TRPC6 is an important member of the TRPC channels of the transient receptor potential (TRP) superfamily expressed in the lungs and PASMCs [
33]. A SNP in the promoter region of
TRPC6 has been demonstrated to increase the risk of IPAH by recruiting NF-κB [
34].
Furthermore, we performed SNP association and gene-level analyses in 25 PPHN/PAH-disease related genes among 74 late preterm and term PPHN cases and 115 controls with matched clinical characteristics to further investigate the genetic etiology of PPHN. We identified 3 SNPs in
CPS1 and 1 SNP in
NOTCH3 associated with PPHN. The
CPS1 SNPs rs192759073 and rs2229589 are synonymous variants, and rs1047883 is a missense variant. The heterozygous rs192759073 T allele was identified in 3 female PPHN patients and none of the controls. For rs1047883 and rs2229589, homozygous SNPs were found in 19 PPHN cases and 20 controls and heterozygous SNPs were found in 41 PPHN cases and 58 controls. The synonymous SNP rs1044008 in
NOTCH3 was detected in three PPHN patients (heterozygous). These SNPs are reported to be associated with PPHN for the first time in this study.
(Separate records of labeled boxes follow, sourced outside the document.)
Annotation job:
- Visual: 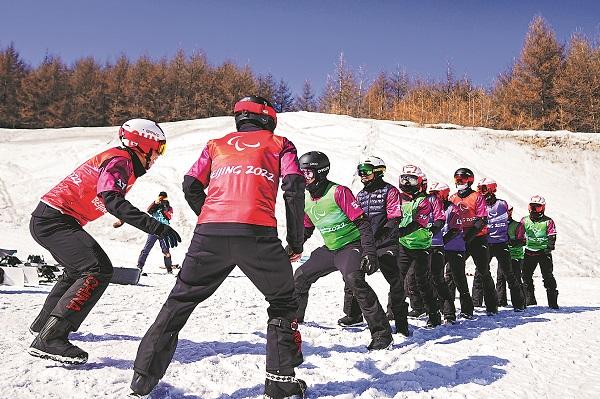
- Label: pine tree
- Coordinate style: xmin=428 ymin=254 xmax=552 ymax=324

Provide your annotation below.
xmin=272 ymin=79 xmax=294 ymax=112
xmin=256 ymin=72 xmax=277 ymax=103
xmin=294 ymin=80 xmax=317 ymax=112
xmin=18 ymin=55 xmax=70 ymax=128
xmin=0 ymin=43 xmax=29 ymax=128
xmin=495 ymin=16 xmax=563 ymax=130
xmin=68 ymin=57 xmax=107 ymax=126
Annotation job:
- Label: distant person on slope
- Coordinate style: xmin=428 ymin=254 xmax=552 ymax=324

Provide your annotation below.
xmin=338 ymin=156 xmax=409 ymax=336
xmin=496 ymin=205 xmax=525 ymax=306
xmin=131 ymin=96 xmax=306 ymax=399
xmin=473 ymin=177 xmax=525 ymax=312
xmin=28 ymin=119 xmax=181 ymax=364
xmin=450 ymin=168 xmax=498 ymax=315
xmin=520 ymin=195 xmax=558 ymax=309
xmin=131 ymin=191 xmax=173 ymax=274
xmin=294 ymin=151 xmax=393 ymax=350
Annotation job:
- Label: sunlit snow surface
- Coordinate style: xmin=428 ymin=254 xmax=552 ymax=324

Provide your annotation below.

CPS1 (carbamoyl phosphate synthase 1) encodes one of the key enzymes located in mitochondria involved in the urea cycle. A functional deficiency in the CPS1 enzyme can affect the catalysis of the first step of the urea cycle and the generation of nitric oxide, which plays a critical role in regulating pulmonary vascular resistance [
35]. Sixteen polymorphisms, including three in coding regions (rs1047891, rs2287599 and rs41272667) of
CPS1 [
3,
36], have been reported to be associated with PPHN. However, rs1047891 and rs2287599 were not significant in our cohort, and rs41272667 (close to the noncoding region) was not included in our study. The reason for this difference may be that the genetic risk factors for PPHN differ in different ethnic populations.
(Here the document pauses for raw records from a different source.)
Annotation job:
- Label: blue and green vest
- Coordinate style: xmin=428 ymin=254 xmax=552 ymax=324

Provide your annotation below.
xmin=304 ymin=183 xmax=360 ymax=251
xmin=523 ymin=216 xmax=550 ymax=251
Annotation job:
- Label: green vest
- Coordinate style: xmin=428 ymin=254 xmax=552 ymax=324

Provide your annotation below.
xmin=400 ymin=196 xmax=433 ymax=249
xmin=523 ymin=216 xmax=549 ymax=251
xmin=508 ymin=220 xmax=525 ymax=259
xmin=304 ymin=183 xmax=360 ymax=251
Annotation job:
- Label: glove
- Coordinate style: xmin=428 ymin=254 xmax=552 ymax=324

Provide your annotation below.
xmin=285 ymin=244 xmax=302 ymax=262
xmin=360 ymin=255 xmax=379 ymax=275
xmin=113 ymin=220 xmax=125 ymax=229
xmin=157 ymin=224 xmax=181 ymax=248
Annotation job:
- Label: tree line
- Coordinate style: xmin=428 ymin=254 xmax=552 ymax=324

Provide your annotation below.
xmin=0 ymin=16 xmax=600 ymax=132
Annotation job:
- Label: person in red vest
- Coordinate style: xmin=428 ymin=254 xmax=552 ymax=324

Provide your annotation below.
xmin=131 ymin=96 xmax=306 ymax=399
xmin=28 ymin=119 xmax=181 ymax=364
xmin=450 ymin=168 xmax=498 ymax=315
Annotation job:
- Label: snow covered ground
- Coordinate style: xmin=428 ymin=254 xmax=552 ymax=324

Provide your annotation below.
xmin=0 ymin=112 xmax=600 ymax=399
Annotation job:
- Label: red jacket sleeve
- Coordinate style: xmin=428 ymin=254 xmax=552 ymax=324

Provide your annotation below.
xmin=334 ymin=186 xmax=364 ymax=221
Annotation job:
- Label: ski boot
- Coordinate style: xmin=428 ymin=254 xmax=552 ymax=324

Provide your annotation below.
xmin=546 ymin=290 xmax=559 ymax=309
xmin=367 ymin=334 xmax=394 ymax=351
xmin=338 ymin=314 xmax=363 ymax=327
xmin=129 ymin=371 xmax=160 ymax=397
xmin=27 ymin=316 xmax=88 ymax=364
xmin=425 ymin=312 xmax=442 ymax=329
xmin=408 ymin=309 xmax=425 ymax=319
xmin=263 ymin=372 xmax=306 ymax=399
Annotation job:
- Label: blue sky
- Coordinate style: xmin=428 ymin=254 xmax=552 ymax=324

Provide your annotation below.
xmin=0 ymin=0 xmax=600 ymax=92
NOTCH3 belongs to the Notch signaling pathway, which plays an important role in the regulation of cellular proliferation, differentiation and apoptosis. Heterozygous variants in
NOTCH3 might affect cell proliferation and NOTCH3-HES5 signaling resulting in PAH [
37]. Gene-level analysis also identified
CPS1 and
SMAD9 as genetic risk factors for PPHN.
There are several limitations to our study. We used clinical exome sequencing (with 16 PPHN/PAH disease-related genes included in the panel) for genetic testing, and the other 9 genes need to be further studied. Genetic risk polymorphisms are usually identified in noncoding regions, which cannot be detected using exome sequencing panels. However, exome sequencing provides more information for variants spread throughout genes than candidate SNP genotyping has provided in previous studies. Additionally, we could not study the association between nitric oxide metabolites and PPHN since the plasma concentrations of nitric oxide metabolites were not measured/recorded for all patients.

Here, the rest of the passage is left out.